Incorporate plants that make you happy when you look at them, and then throw in some wildcards.

People always ask, “what’s your favorite plant?” My goal is to create a collection where I cannot pick. Some plants feel infused with meaning — an orchid, my grandpa’s favorite, and a Chinese Evergreen, received as a gift to honor the one I lost. Others I was drawn to for their look and I just thought it would be cool to get to know them, like a Philodendron Lickety Split, whose giant leaves unfurl like claws. Don’t get something just because it’s popular on Instagram or because Google says it’s easy to care for. Look at the plants available to you, touch their foliage, and see if you connect.

Make peace with pests.

It’s unrealistic to think that you can bring something created outside into your house and never see a pest of any kind. I try to use it as a bonding experience with my plants, and an opportunity to slow down. Take time to examine every leaf, carefully sponge-bathe it, trim off irredeemable bits, fluff the soil, and top it off with a thorough misting of Neem oil, or whatever treatment is appropriate. The care process can be just as therapeutic for you as it is for your plant.

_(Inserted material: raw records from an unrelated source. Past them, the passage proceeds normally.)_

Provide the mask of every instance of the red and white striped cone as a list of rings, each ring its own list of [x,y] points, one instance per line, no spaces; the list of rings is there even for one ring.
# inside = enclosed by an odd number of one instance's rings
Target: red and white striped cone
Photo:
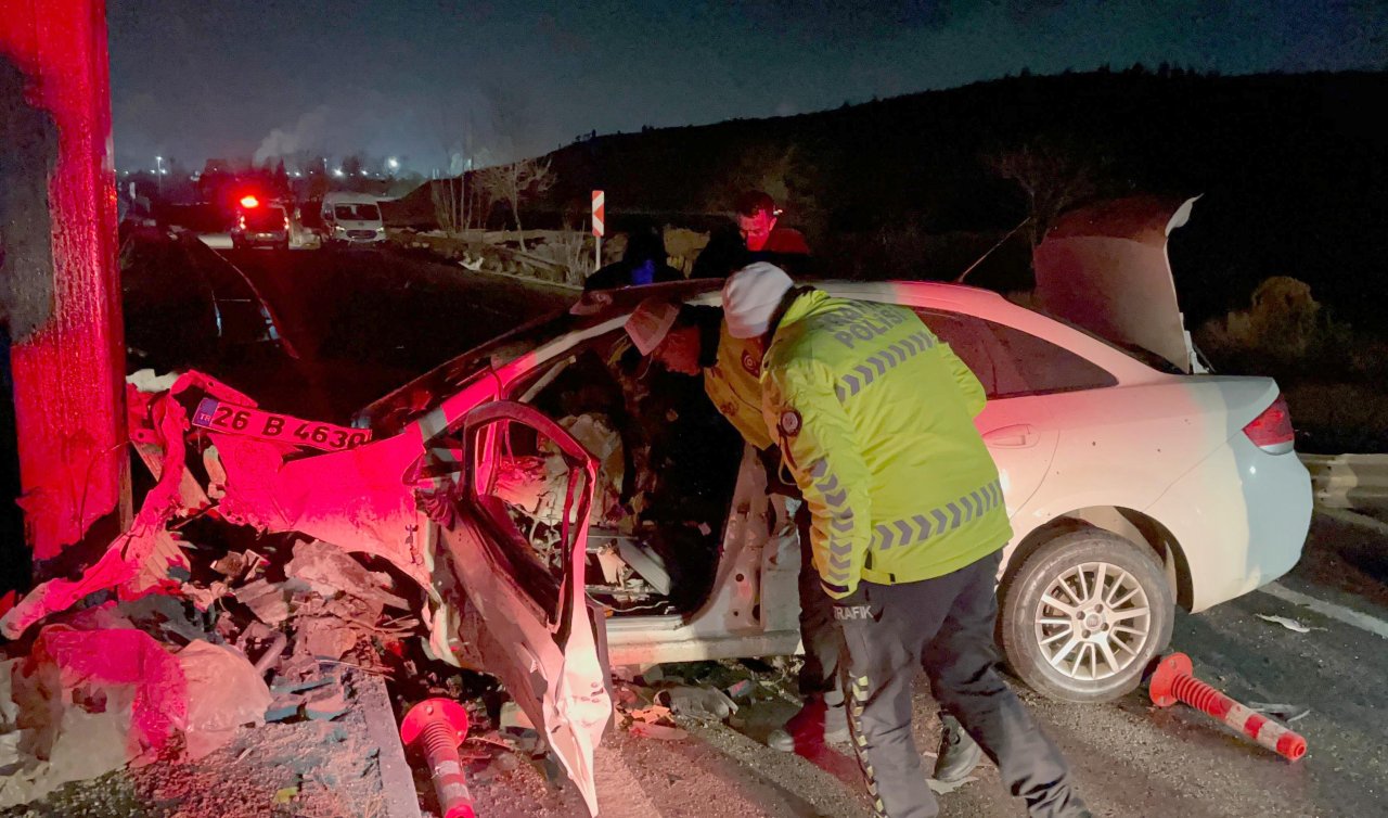
[[[407,747],[421,746],[433,776],[443,818],[476,818],[472,792],[462,775],[458,744],[468,736],[468,711],[451,699],[428,699],[409,708],[400,722]]]
[[[1194,675],[1191,657],[1173,653],[1163,657],[1148,685],[1152,703],[1170,707],[1184,701],[1206,715],[1212,715],[1244,736],[1258,742],[1288,761],[1306,754],[1306,739],[1266,715],[1234,701]]]

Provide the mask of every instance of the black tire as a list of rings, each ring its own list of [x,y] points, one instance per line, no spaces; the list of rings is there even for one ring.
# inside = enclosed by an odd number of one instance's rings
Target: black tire
[[[1097,581],[1103,592],[1095,592]],[[1138,593],[1124,599],[1133,589]],[[1042,606],[1048,590],[1072,610]],[[1105,606],[1105,599],[1117,604]],[[1145,619],[1134,612],[1144,608]],[[999,631],[1008,664],[1031,689],[1060,701],[1098,703],[1142,682],[1148,664],[1170,643],[1174,618],[1171,586],[1151,549],[1084,528],[1042,544],[1008,572]],[[1038,628],[1040,619],[1047,624]]]

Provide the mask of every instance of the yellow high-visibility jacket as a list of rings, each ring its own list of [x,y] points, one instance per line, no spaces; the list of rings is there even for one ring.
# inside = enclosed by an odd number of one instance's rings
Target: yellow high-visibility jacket
[[[762,390],[830,596],[942,576],[1012,537],[973,425],[983,386],[911,310],[802,293],[766,350]]]
[[[725,321],[718,329],[718,360],[704,369],[704,393],[743,440],[768,449],[773,440],[762,419],[761,375],[761,340],[733,337]]]

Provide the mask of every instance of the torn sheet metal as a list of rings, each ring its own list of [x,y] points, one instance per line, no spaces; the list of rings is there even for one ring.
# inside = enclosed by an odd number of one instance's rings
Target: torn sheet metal
[[[201,372],[186,372],[158,394],[130,387],[130,439],[158,483],[146,496],[130,528],[108,546],[78,579],[39,585],[0,617],[0,635],[15,639],[44,617],[82,597],[115,589],[121,599],[155,590],[175,592],[171,571],[187,568],[178,537],[168,526],[208,508],[233,525],[261,532],[301,532],[346,551],[390,561],[421,585],[428,583],[422,554],[422,514],[403,482],[418,458],[419,442],[398,436],[379,443],[305,457],[301,446],[194,429],[189,406],[212,396],[254,407],[248,396]],[[198,451],[211,482],[189,483],[186,439],[211,447]],[[208,454],[215,449],[215,454]]]
[[[1198,371],[1167,257],[1167,239],[1190,221],[1195,199],[1138,196],[1063,215],[1033,253],[1041,307]]]

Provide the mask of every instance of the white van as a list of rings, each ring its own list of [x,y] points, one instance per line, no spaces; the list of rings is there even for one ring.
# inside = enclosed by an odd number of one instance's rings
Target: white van
[[[378,244],[386,240],[380,206],[365,193],[328,193],[323,196],[323,243],[329,247]]]

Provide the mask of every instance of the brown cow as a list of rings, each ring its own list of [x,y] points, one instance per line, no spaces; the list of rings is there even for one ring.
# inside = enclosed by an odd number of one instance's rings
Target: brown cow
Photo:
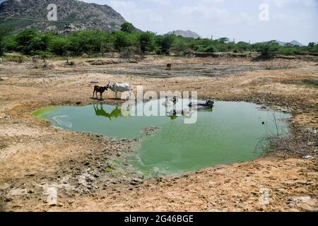
[[[100,95],[100,100],[102,100],[102,93],[105,91],[107,91],[108,90],[107,86],[99,86],[99,85],[95,85],[94,86],[94,93],[93,93],[93,98],[94,98],[95,93],[96,93],[96,98],[98,99],[98,93]]]

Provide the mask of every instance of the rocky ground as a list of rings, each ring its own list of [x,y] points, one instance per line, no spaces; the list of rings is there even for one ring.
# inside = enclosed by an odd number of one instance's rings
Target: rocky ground
[[[76,59],[73,66],[57,60],[5,61],[0,65],[0,209],[317,211],[318,90],[302,81],[318,79],[317,61],[148,56],[139,62]],[[167,63],[172,64],[171,71]],[[138,140],[63,131],[31,115],[47,106],[100,102],[90,98],[92,83],[108,81],[262,104],[292,114],[293,134],[273,140],[271,151],[254,161],[177,177],[136,177],[112,162],[114,156],[131,152]],[[103,97],[102,103],[121,102],[111,93]],[[260,202],[267,195],[269,203]]]

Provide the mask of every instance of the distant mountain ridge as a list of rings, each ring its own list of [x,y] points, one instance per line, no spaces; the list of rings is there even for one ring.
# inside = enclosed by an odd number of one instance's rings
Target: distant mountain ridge
[[[285,45],[288,43],[290,43],[290,44],[292,44],[293,45],[298,45],[300,47],[303,47],[304,46],[302,44],[301,44],[300,42],[299,42],[298,41],[296,41],[296,40],[293,40],[293,41],[289,42],[284,42],[277,41],[277,42],[278,42],[278,44],[280,45],[282,45],[282,46],[284,46],[284,45]]]
[[[47,8],[50,4],[57,6],[57,21],[47,20],[49,11]],[[0,25],[16,31],[30,28],[57,32],[93,29],[114,31],[125,22],[107,5],[78,0],[6,0],[0,4]]]
[[[181,35],[185,37],[193,37],[194,39],[202,38],[200,35],[189,30],[177,30],[167,32],[167,35],[172,35],[172,34],[175,34],[176,35]]]

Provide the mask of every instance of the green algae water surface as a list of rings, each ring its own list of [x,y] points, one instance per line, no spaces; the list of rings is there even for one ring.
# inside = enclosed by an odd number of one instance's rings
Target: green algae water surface
[[[70,131],[129,139],[142,136],[140,146],[126,160],[144,175],[178,174],[254,159],[261,154],[255,152],[259,139],[276,134],[277,128],[280,134],[288,134],[284,119],[291,117],[242,102],[217,102],[213,110],[198,112],[193,124],[185,124],[184,117],[124,117],[120,108],[107,105],[51,107],[34,115]],[[159,129],[146,136],[143,130],[148,126]]]

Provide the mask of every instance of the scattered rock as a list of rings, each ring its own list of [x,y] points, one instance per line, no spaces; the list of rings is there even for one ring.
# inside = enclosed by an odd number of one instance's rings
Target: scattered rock
[[[130,185],[136,186],[143,183],[143,181],[139,178],[134,178],[131,179],[129,182]]]
[[[146,127],[145,129],[143,129],[143,133],[146,135],[146,136],[151,136],[151,134],[153,134],[154,132],[155,132],[156,131],[158,131],[160,128],[158,126],[148,126],[148,127]]]

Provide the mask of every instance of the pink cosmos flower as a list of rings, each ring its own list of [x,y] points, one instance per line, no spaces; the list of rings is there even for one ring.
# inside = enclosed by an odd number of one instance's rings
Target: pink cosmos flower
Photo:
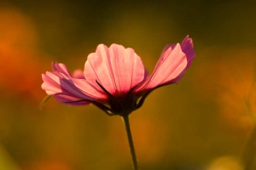
[[[148,76],[132,48],[100,44],[89,54],[84,71],[70,74],[65,65],[53,63],[53,71],[42,75],[42,88],[63,104],[92,103],[108,115],[128,115],[141,107],[154,89],[179,81],[195,55],[192,39],[187,36],[181,45],[167,45],[163,49],[153,73]]]

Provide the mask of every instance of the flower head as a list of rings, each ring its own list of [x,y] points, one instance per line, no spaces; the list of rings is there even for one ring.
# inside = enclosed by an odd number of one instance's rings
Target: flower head
[[[154,89],[179,81],[195,55],[192,39],[187,36],[181,45],[164,48],[148,76],[132,48],[100,44],[89,54],[84,71],[70,74],[65,65],[53,63],[53,71],[42,75],[42,88],[61,103],[92,103],[108,115],[123,116],[141,107]]]

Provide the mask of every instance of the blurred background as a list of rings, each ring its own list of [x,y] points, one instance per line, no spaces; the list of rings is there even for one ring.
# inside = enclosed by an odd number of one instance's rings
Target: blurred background
[[[120,117],[54,99],[39,110],[41,74],[52,61],[83,69],[99,43],[113,42],[134,48],[151,72],[162,48],[187,35],[196,56],[184,77],[131,116],[139,166],[242,169],[256,111],[255,8],[239,1],[2,0],[0,169],[131,169]],[[251,162],[256,168],[256,156]]]

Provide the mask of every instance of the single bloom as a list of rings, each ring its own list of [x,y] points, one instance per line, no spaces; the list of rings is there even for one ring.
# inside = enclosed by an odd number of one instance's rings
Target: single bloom
[[[154,89],[178,82],[195,55],[193,41],[187,36],[181,45],[167,45],[148,75],[132,48],[100,44],[89,54],[84,71],[71,74],[64,64],[53,63],[53,71],[42,75],[42,88],[63,104],[91,103],[108,115],[128,115],[141,107]]]

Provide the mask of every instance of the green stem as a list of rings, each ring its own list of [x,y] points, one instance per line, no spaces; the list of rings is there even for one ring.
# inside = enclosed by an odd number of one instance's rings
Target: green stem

Document your plants’ journeys.

Whether you choose to keep track with photos, spreadsheets, journal entries, or some other method, documenting your plants’ journeys will push you to notice things you might have missed otherwise — both potential problems, like unusually fast-drying soil or discoloration, and celebrations, like increased growth rate. The more you notice, the better you’ll know your plant and the better you can care for your plant. Observing details will place you in the moment, one tenet of mindfulness, and tracking them can help you realize your long-term goals. Once you know what you’re looking for, it’ll feel like your collection is growing itself.